To catch the nth prime number, you need to check how many prime numbers have been found, so it’s good to use a counter.

Let’s start the prime number on 1 for the results to match, n3 = 5, n5 = 11. count is the counter indicating how many prime numbers have been found; rest is the sum of the rest of the entire divisions found; x is the variable to traverse the for;

int enesimo_primo(int n){
    int primo = 1;
    int count = 0;
    int rest;
    int x;

The counter, should always remain the same until you find a prime number, so you should use a while for the verification;

    while(count < n){

The prime number increment must be happening every Loop of while, and one should always be cleaning the verification variables, for a new check.

        // incremento do número primo
        primo += (primo<3) ? 1 : 2;
        rest = 0;

For checking the number if it is/is not prime, the for, because we know the limit of the number.
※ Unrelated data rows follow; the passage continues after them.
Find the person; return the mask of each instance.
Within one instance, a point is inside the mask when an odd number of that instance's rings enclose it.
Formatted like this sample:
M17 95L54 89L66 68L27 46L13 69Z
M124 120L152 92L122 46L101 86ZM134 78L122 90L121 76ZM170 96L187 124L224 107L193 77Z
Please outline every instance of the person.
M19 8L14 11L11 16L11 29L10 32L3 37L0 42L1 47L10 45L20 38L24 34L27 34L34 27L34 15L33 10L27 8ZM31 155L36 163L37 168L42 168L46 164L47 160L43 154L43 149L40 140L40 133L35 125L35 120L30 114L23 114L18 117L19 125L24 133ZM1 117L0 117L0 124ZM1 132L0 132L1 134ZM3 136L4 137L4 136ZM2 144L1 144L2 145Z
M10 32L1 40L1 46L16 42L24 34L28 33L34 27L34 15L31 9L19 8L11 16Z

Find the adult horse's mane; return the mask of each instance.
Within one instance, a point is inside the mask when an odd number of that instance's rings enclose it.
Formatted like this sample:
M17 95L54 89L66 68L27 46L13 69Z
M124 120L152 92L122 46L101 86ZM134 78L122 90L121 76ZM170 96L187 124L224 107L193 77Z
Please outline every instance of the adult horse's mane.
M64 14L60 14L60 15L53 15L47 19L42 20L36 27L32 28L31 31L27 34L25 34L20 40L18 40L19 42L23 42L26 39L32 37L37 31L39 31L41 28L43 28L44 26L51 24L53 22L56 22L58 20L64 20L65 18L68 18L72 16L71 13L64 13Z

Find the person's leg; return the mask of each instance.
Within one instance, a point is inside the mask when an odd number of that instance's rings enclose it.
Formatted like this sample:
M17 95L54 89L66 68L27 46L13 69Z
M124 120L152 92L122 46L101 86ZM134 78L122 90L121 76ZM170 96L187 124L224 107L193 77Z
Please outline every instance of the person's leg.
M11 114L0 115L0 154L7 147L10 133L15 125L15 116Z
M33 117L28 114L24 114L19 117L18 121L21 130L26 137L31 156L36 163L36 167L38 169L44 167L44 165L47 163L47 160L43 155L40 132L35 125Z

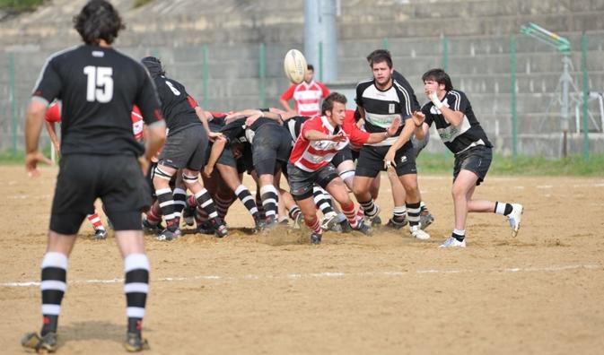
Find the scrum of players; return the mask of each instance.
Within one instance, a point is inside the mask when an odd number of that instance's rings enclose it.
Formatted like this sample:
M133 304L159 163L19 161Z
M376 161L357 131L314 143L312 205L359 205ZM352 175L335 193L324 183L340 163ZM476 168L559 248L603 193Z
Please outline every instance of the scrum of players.
M346 109L346 97L315 81L309 65L304 81L281 97L284 109L214 112L199 107L180 82L167 76L158 58L143 58L168 128L164 148L147 174L154 202L142 220L145 233L170 241L181 236L181 225L195 225L197 233L225 237L225 217L239 200L249 213L251 233L303 224L311 242L320 244L327 230L372 235L376 228L398 231L408 225L411 238L429 239L425 229L434 218L421 201L416 167L428 141L426 115L411 85L393 70L390 52L375 50L367 61L372 77L357 84L356 110ZM60 102L46 118L59 153L54 123L60 122ZM141 118L133 108L133 133L142 142ZM381 171L388 172L394 205L383 225L375 202ZM245 173L256 183L255 194L243 184ZM289 189L281 188L283 179ZM499 204L515 235L521 205ZM98 213L88 220L95 238L105 238ZM441 247L465 247L456 240Z

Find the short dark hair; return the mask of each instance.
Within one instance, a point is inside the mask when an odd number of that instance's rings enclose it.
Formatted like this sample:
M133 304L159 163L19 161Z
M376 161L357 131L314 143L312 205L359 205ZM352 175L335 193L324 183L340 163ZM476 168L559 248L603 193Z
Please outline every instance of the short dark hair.
M367 62L371 63L372 59L373 58L373 56L376 56L376 55L390 56L390 51L388 50L388 49L375 49L374 51L370 53L369 56L367 56Z
M386 49L376 49L367 56L367 62L369 62L369 66L373 67L375 63L383 63L386 62L389 68L392 68L392 56L390 52Z
M453 84L451 82L451 77L441 68L430 69L422 75L422 82L426 80L433 80L439 84L444 84L444 90L450 91L453 90Z
M141 59L141 63L143 65L144 65L145 68L147 68L152 78L166 74L166 71L163 68L162 61L154 56L145 56Z
M339 92L334 91L330 93L323 100L323 104L321 105L321 115L325 115L325 112L327 111L331 111L334 108L334 102L339 102L346 105L347 101L346 97Z
M86 44L104 39L113 43L120 30L126 28L118 11L105 0L91 0L74 16L74 28Z

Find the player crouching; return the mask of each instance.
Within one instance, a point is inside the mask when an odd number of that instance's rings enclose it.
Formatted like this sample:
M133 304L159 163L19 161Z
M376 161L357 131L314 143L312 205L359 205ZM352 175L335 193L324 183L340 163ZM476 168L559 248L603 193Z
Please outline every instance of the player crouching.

        for(x=1; x<=primo/2; x++){
            if(primo%x == 0) // acrescenta divisão exata
                rest+=1;
            if(rest > 1) // encerra caso o número não seja primo
                continue;
        }
        if(rest == 1) // se rest diferente de 1, o número não é primo
            count ++;
    }

Finally it remains to display the value on screen or return it.

    return primo;
}

main:

int main(int argc, const char **argv){
    int x = nesimo_primo(3);
    printf("%d\n", x);
    x = nesimo_primo(4);
    printf("%d\n", x);
    x = nesimo_primo(5);
    printf("%d\n", x);
    x = nesimo_primo(6);
    printf("%d\n", x);
}

saída:

5
7
11
13
  • Thank you, Brumazzi!

0


void nesimo_primo(int n){
int a, primo, div, nesimo;

primo = 1; //primo se inicia com 1

a = 1;

if(n == 1)
    nesimo = 2;
else
{
    for(nesimo = 3; nesimo <= 1000; nesimo++)
    {
        for(div = 2; div <= nesimo/2; div++)
        {
            if(nesimo%div == 0) // se em algum momento durante o loop, a divisao der exata, sinalize q o numero nao é primo, e saia do loop
            {
                primo = 0;
                break;
            }
        }

        if(primo == 1) //se depois de passar pelo loop a flag ainda estiver ativa, faca
            a++;
        else
            primo = 1;

        if(a == n) 
            break;
    }
}
printf("N-esimo(%d) = %d\n", a, nesimo);}

The premise was correct, if you put a print on your "if(a==n)" you will see that it never entered there, if you print the cousin inside the second goes, you will see that it increases to values that are high, because you never reset the value of it.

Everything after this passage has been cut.